The bill, S-2381/A-3442, establishes a long-term capacity agreement pilot program that would provide up to 10 years of incentive payments for the construction of natural gas–fired generation, guaranteeing a minimum return to developers who build plants.
Lawmakers said the bill could tamp down power costs in New Jersey, which are among the highest in the nation. The bill’s sponsors reported that ratepayers in the state doll out up to $1.9 billion in a year to cover capacity and congestion costs required to import power from neighboring regions.
The law is expected to benefit a number of private power developers, including Maryland-based Competitive Power Ventures, which is planning a 700-MW plant in Woodbridge, and New York–based LS Power Group, which is looking to build a 640-MW plant in West Deptford.
But the bill has been criticized by several entities, including environmental groups like the Sierra Club as well as by New Jersey’s Public Service Enterprise Group (PSEG).
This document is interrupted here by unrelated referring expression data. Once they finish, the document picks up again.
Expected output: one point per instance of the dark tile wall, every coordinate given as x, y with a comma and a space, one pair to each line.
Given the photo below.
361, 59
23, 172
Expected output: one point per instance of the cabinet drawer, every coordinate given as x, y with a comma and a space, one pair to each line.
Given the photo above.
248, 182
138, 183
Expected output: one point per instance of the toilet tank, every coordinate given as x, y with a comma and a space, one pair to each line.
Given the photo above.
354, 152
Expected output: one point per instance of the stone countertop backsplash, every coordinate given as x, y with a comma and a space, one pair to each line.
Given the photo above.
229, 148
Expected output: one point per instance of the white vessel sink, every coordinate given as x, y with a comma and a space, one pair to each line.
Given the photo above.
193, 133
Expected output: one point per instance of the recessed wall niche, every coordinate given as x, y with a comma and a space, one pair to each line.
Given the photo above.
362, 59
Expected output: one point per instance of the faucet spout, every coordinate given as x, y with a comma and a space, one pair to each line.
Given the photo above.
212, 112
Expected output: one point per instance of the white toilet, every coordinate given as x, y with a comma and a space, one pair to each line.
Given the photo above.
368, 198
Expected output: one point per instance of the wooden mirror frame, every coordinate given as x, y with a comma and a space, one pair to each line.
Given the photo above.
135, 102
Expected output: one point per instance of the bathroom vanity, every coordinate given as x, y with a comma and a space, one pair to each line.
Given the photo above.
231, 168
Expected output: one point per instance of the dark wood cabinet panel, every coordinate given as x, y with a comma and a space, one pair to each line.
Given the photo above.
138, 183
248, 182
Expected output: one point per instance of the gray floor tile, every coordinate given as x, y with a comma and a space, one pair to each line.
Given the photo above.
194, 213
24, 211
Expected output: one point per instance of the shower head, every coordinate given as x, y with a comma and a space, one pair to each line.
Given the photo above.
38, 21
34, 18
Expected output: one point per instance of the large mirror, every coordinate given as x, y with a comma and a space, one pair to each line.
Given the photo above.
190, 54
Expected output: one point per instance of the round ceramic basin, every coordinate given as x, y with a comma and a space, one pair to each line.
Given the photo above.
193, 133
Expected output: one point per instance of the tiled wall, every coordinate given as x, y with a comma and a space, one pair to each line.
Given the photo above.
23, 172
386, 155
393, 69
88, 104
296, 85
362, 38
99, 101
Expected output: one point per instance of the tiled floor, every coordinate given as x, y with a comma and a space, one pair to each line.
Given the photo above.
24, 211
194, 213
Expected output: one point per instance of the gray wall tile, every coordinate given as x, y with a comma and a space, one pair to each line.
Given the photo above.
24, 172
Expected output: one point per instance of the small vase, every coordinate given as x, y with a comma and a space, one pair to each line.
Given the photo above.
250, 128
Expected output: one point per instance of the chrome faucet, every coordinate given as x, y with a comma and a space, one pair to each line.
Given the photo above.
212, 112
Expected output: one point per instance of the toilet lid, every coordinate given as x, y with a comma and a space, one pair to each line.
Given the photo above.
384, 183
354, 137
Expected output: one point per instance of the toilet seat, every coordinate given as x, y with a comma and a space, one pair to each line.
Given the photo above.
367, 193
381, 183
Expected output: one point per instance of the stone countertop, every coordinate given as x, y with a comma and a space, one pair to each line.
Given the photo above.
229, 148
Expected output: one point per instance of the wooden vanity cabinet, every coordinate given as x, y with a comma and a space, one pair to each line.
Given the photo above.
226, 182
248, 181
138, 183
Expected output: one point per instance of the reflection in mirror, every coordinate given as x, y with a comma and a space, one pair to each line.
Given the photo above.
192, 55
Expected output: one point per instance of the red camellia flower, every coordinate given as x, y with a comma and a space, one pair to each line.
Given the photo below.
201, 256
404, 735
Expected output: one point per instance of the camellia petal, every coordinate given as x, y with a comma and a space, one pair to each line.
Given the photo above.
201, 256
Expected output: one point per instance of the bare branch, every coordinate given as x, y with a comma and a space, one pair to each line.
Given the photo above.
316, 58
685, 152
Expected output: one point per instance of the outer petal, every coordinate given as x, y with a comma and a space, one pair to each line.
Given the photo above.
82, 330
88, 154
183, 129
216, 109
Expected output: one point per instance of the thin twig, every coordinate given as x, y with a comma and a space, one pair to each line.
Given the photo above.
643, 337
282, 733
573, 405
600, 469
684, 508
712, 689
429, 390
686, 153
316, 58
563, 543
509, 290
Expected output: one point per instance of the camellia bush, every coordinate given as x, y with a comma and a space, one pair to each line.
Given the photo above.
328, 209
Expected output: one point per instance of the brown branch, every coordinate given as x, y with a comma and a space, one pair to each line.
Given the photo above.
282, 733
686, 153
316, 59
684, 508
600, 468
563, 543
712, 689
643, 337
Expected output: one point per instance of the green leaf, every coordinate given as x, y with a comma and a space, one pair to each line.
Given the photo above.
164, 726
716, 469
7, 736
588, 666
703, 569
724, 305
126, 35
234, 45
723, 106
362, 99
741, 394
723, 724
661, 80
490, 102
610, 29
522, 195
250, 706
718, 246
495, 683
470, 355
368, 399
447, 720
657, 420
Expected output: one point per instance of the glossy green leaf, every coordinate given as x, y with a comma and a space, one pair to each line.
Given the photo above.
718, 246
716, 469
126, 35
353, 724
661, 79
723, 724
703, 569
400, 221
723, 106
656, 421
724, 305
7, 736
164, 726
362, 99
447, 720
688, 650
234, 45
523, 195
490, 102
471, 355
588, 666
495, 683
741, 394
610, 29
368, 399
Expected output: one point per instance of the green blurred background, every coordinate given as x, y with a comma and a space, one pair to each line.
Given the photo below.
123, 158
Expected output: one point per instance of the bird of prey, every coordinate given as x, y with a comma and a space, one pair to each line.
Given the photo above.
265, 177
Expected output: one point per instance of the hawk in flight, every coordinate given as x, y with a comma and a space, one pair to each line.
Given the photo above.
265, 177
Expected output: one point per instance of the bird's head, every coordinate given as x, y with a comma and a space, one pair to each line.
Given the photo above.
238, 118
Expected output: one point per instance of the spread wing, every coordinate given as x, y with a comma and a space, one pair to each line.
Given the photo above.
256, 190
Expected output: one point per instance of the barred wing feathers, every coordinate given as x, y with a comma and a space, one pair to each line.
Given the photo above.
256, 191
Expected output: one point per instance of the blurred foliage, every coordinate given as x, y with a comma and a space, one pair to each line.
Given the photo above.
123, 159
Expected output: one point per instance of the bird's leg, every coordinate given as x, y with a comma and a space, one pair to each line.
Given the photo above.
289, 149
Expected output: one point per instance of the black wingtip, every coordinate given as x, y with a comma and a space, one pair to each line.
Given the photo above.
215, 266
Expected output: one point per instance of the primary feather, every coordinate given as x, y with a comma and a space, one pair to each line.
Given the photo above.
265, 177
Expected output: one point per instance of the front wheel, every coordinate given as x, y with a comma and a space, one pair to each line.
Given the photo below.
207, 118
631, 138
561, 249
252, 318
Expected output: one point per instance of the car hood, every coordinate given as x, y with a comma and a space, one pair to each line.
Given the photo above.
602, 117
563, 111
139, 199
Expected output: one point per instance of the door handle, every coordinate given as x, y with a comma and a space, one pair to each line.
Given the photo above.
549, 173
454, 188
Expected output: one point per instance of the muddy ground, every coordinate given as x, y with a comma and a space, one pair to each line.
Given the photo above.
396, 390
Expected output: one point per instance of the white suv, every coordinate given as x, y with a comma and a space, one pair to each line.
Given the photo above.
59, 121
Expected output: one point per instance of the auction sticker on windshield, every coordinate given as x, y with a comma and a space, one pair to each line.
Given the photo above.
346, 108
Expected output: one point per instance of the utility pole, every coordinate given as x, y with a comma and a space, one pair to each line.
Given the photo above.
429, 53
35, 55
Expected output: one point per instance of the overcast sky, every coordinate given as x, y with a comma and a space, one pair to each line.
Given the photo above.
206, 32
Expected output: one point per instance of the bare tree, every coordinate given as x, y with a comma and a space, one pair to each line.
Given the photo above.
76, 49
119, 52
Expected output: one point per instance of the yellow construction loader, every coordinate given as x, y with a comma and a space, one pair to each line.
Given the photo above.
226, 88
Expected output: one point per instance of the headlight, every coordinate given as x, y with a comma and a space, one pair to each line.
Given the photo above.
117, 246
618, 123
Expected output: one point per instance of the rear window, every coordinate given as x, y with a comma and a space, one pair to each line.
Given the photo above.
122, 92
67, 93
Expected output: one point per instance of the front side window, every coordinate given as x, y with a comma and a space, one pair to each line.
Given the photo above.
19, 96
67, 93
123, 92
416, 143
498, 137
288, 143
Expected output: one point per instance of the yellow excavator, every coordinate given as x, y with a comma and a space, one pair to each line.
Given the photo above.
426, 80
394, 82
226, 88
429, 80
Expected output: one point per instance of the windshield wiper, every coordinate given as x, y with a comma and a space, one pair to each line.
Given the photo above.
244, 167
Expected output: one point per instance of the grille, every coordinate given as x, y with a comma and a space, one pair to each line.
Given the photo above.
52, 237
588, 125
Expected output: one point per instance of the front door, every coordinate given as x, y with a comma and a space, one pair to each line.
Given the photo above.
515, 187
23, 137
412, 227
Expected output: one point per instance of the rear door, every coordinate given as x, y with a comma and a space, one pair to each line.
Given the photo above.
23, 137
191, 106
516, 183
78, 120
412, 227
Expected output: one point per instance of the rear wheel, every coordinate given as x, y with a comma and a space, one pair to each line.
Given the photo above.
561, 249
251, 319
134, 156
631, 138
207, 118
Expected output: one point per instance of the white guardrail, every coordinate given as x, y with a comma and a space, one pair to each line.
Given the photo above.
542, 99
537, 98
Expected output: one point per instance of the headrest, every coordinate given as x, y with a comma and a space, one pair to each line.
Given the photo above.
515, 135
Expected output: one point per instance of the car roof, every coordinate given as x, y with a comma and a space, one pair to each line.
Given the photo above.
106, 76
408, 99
Earlier this month, the utility expressed its “strong opposition” to the legislation, saying it was “essentially an energy tax that will cost New Jersey residential and business customers more than a billion dollars.”
“The resulting customer surcharges will have long-term impacts,” PSEG executive Anne Hoskins said, adding that the bill was trying to fix “a problem that does not exist,” because New Jersey’s wholesale electric markets had spurred significant investments in new generation and upgrades to existing generation since 2007. “Subsidies are a slippery slope and will drive away other non-subsidized private investment in New Jersey,” she said.
On Monday, meanwhile, the P3 Power Providers Group—a coalition of power companies including PSEG, Exelon Corp., Constellation Energy, NextEraEnergy, NRG Energy, Calpine Corp., and PPL Corp.—asked FERC to adopt rules to protect consumers from what they called “negative consequences of funded unneeded power plants.” The group said the rule changes were necessary to prevent any attempt to undermine the region’s wholesale markets through subsidies to new power plants that are not justified by market conditions.
“The bill signed by Gov. Christie on Friday seeks to subsidize a few uneconomic power plants through a new energy charge on all New Jersey families and businesses. Our action today asks FERC to preclude the power companies benefiting from these ratepayer subsidies from receiving payments in the wholesale market unless their plants are needed for reliability,” said P3 President Glen Thomas.
“If the units are actually needed they will receive fair market payments just like other resources, such as energy efficiency and demand response, which are competing to meet New Jersey’s needs,” he said. “If, on the other hand, the units are not needed for reliability, then market rules must prevent the unnecessary new supply from distorting prices for consumers and suppliers. As demonstrated in FERC decisions, consumers are best served over the long term by the efficiency of a competitive market that operates without outside interference.”
Thomas added that the New Jersey power plant law was unnecessary, pointing to testimony before the legislature that had shown the state had enough power to meet customer demand. “In fact, [regional grid operator] PJM now predicts that New Jersey will not reach the demand previously forecasted for 2014 until at least 2020.”
The rules recommended by the group include mandating a review of all bids in PJM capacity auctions to determine if they are consistent with the cost of new generating capacity in the region; exempting from rules resources bidding in actual costs, without subsidies; and resetting bids of “resources that try to game the market” by bidding low costs while seeking other customer subsidies.
“FERC cannot allow one state to undermine the markets that other states depend upon. Other states and their consumers should not be forced to pay for neighboring states’ misguided decisions,” said Thomas.